What Astrazeneca and Irbm say after the stop of the anti Covid vaccine tests

All the latest news on the anti Covid vaccine from Astrazeneca, Oxford and Irbm

The Astrazeneca vaccine could arrive "by the end of this year". Word of Pascal Soriot, CEO of the company that will produce the vaccine developed by the University of Oxford, in collaboration with Irbm, a company founded in Pomezia in 2009 and led by Piero Di Lorenzo.

The stop to the tests, imposed by an unexpected and serious adverse reaction in one of the volunteers who was given the vaccine , could not “frustrate” the project, according to Di Lorenzo.

Let's go step by step.

WHAT HAPPENED

Let's start with the facts. Astrazeneca, after an adverse reaction in a British volunteer, has suspended the worldwide testing of the vaccine developed in collaboration with the University of Oxford and Irbm, currently in clinical phase three.

THE REACTION

To be ill, after the administration of the vaccine (the connection to be verified) is a woman, as stated by the CEO of Astrazeneca Pascal Soriot.

The New York Times, writes Start Magazine, revealed that the volunteer was participating in the UK in 2/3 phases of the vaccine trial, but suddenly presented with transverse myelitis, an inflammation that affects the spinal cord and would often be triggered by viral infections.

VACCINE BY YEAR END?

Despite the stop of clinical trials, however, all is not lost. And the vaccine (also booked by the European Union) could still be available by the end of the year.

“Even so, I still think we are on track to have a set of data to present before the end of the year,” Pascal Soriot told the Guardian . "We may still have a vaccine by the end of this year, or early next year," depending on how fast the regulatory agency moves.

UNCERTAIN TIMES

However, the times are uncertain and it is not known when the trial "will be able to restart", said Soriot. The manager, however, stressed that the pauses in trials caused by "adverse events" are normal, but that "the difference here is that the whole world" is expecting an anti Covid vaccine soon.

WHAT HAPPENS NOW

What will happen now anyway? We have to wait for the investigations launched by an independent and third commission. If there is no correlation between vaccine and adverse reaction, the experimentation will be able to resume even in a week. If the vaccine caused the spinal problem in the volunteer woman then the stop could extend to six months.

ASTRAZENECA: TEST FERMI, PRODUCTION NO

Astrazeneca, in the meantime, has stopped clinical tests in new subjects, as usual, but has not stopped production. "Production does not stop and the monitoring of other volunteers continues", scattered throughout Great Britain (10 thousand), the United States (25 thousand) and Brazil (15 thousand), explained Piero Di Lorenzo of Irbm to Repubblica.

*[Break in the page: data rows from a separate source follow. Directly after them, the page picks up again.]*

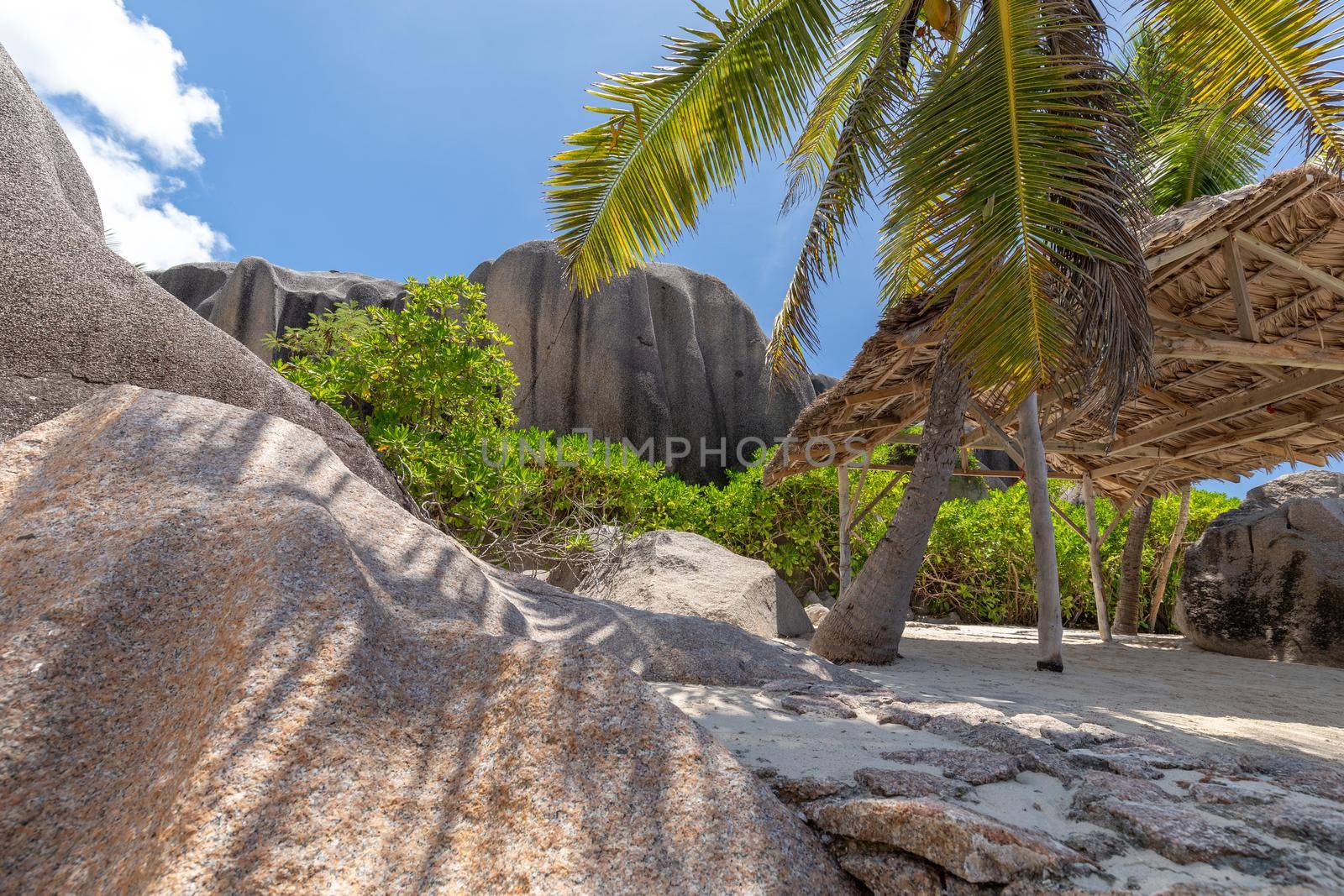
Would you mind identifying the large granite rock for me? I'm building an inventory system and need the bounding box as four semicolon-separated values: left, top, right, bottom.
150;258;405;361
0;49;401;505
472;242;816;482
1174;470;1344;666
0;387;851;893
576;529;811;638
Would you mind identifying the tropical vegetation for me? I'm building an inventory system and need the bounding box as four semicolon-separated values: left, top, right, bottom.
549;0;1344;670
271;287;1234;626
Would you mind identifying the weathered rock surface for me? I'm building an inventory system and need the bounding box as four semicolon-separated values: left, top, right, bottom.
805;797;1086;883
882;748;1021;784
802;603;831;627
575;529;811;638
148;258;403;361
1174;470;1344;666
853;768;970;797
840;849;946;896
472;242;816;481
0;387;849;893
0;49;401;500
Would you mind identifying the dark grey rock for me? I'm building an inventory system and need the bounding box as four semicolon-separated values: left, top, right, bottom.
1174;470;1344;666
150;258;405;361
853;768;970;797
472;242;816;482
0;50;402;500
575;529;811;638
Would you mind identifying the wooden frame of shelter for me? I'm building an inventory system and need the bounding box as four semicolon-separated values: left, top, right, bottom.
764;165;1344;638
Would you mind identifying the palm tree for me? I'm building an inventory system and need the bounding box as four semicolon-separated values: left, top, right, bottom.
549;0;1344;658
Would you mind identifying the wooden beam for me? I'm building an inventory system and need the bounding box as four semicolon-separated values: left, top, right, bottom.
1176;407;1344;458
1145;227;1227;273
1223;239;1259;343
1111;371;1344;451
1232;233;1344;296
1084;475;1110;641
969;399;1023;466
1153;333;1344;371
1097;464;1163;545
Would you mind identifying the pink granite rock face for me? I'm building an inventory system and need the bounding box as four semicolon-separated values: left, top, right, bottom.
0;387;849;893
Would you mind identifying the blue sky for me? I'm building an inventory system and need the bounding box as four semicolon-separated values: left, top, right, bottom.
0;0;1338;495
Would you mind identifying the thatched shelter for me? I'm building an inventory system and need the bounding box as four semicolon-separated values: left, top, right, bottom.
764;165;1344;623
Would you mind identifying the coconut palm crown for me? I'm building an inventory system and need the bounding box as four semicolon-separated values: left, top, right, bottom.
547;0;1344;406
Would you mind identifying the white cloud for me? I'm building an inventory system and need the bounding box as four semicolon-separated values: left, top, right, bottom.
56;116;231;269
0;0;219;166
0;0;231;267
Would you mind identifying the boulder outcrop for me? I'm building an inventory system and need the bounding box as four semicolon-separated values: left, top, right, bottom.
575;529;811;638
150;240;816;482
150;258;405;361
1174;470;1344;666
0;49;401;498
0;387;851;893
472;242;816;482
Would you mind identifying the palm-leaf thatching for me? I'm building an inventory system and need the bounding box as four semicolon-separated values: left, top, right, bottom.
764;165;1344;500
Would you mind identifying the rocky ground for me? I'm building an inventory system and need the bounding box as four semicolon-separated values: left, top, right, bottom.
660;626;1344;893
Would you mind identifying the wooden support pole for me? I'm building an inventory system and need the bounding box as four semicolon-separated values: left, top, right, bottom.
1147;485;1189;631
836;464;852;596
1084;475;1110;641
1017;392;1064;672
1223;238;1259;343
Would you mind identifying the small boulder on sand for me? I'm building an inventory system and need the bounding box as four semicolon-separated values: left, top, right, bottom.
575;529;811;638
1174;470;1344;668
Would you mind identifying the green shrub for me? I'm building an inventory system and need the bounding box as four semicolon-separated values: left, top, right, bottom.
270;277;1236;627
270;277;522;545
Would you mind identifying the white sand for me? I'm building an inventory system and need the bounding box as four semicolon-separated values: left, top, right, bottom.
657;625;1344;892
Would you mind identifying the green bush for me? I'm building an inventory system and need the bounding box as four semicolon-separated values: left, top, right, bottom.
271;277;1236;627
270;277;522;545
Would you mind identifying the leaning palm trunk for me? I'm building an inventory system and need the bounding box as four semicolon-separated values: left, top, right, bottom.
1113;498;1153;634
1017;392;1064;672
811;358;970;663
1147;485;1189;631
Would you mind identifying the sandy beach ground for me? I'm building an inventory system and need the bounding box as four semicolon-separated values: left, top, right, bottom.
657;623;1344;892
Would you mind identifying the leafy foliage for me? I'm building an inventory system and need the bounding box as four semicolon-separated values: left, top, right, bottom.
271;283;1234;626
1144;0;1344;166
270;277;522;544
547;0;836;293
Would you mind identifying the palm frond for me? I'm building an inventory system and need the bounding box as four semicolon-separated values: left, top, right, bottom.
879;0;1152;407
1144;0;1344;166
768;0;916;376
1125;29;1274;215
547;0;835;293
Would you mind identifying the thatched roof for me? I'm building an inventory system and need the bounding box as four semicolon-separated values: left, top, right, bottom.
764;166;1344;497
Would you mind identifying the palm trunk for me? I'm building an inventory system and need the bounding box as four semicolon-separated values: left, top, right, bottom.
1017;392;1064;672
811;356;970;663
1111;498;1153;634
1147;485;1189;631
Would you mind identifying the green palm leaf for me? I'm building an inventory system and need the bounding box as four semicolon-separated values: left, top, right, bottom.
1144;0;1344;165
547;0;835;293
769;0;916;376
879;0;1152;406
1126;29;1274;213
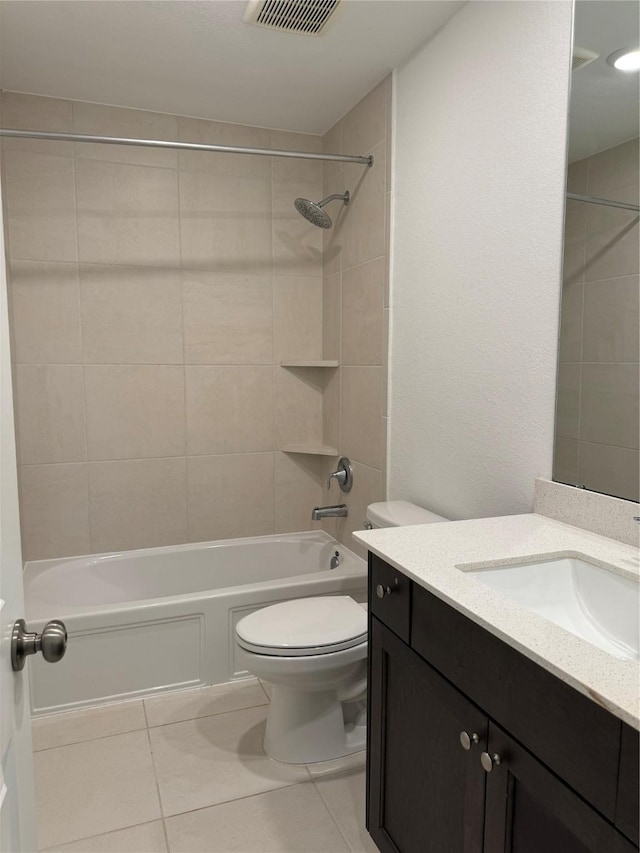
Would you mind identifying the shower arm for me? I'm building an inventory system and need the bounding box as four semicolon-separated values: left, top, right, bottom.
0;128;373;167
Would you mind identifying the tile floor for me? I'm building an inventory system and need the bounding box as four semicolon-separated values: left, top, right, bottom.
33;679;377;853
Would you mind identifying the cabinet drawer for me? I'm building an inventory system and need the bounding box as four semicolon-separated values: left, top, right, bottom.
411;584;621;821
369;552;411;643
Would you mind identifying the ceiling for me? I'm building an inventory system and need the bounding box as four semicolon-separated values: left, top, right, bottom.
569;0;640;163
0;0;464;134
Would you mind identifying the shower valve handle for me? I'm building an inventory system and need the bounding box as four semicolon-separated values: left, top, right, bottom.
11;619;67;672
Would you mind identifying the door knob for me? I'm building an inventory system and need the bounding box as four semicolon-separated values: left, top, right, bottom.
480;752;502;773
460;732;480;749
11;619;67;672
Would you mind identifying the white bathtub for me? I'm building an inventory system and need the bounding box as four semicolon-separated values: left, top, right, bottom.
24;531;366;715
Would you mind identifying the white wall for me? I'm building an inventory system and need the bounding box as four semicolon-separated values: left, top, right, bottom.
388;0;572;519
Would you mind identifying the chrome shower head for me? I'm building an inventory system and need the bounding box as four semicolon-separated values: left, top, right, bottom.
294;190;349;228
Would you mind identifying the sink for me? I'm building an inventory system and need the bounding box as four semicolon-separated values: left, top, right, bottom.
460;556;640;660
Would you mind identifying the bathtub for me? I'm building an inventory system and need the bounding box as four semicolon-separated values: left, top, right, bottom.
24;531;366;716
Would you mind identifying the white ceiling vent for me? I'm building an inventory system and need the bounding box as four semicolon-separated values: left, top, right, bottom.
242;0;340;36
571;45;600;71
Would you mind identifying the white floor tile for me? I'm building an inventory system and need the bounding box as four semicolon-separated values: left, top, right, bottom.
34;731;161;848
31;700;147;751
166;783;349;853
315;770;378;853
43;820;167;853
149;706;309;815
144;678;269;726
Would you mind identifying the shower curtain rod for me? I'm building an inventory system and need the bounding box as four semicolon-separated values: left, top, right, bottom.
0;128;373;166
567;193;640;213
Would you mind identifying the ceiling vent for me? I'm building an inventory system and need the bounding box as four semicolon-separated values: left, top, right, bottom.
242;0;340;36
571;45;600;71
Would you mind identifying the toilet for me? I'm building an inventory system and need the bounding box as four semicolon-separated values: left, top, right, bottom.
235;501;447;764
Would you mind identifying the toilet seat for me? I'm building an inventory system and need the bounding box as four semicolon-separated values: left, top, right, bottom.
236;595;367;657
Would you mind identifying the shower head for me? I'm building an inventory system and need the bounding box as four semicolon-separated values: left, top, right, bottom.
294;190;349;228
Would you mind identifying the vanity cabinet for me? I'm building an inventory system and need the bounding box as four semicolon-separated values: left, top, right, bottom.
367;555;638;853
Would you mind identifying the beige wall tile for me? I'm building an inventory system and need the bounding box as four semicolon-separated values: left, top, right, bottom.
553;436;580;486
85;365;185;460
20;463;91;560
178;116;271;180
275;453;324;533
275;367;329;448
73;101;178;168
269;130;323;187
186;365;273;456
180;169;271;274
322;273;342;361
578;441;640;501
580;364;640;449
342;142;386;270
0;92;73;156
89;457;187;554
10;261;82;364
582;275;640;362
273;276;322;364
273;181;322;277
340;367;382;468
4;151;78;261
342;258;386;364
187;453;274;542
559;281;584;361
80;264;183;364
76;159;180;267
556;362;582;438
182;271;273;364
342;78;389;154
15;364;87;465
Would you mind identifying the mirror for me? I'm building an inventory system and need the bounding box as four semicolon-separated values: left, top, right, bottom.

DI LORENZO: PROJECT NOT VANIFIED

Even Di Lorenzo, however, remains optimistic like Soriot: “We do not think that the case of an adverse effect can frustrate the project. It is part of the history of a vaccine candidate to run into accidents. If it had not been anti-Covid, the news would not have been spread precisely because it is not news, ”Di Lorenzo told Corriere della Sera. “ At this stage we are evaluating the quality of the doses released from the global plants destined for large-scale distribution on the day when the authorization arrives”.


This is a machine translation from Italian language of a post published on Start Magazine at the URL https://www.startmag.it/innovazione/cosa-dicono-astrazeneca-e-irbm-dopo-lo-stop-ai-test-del-vaccino-anti-covid/ on Thu, 10 Sep 2020 13:05:37 +0000.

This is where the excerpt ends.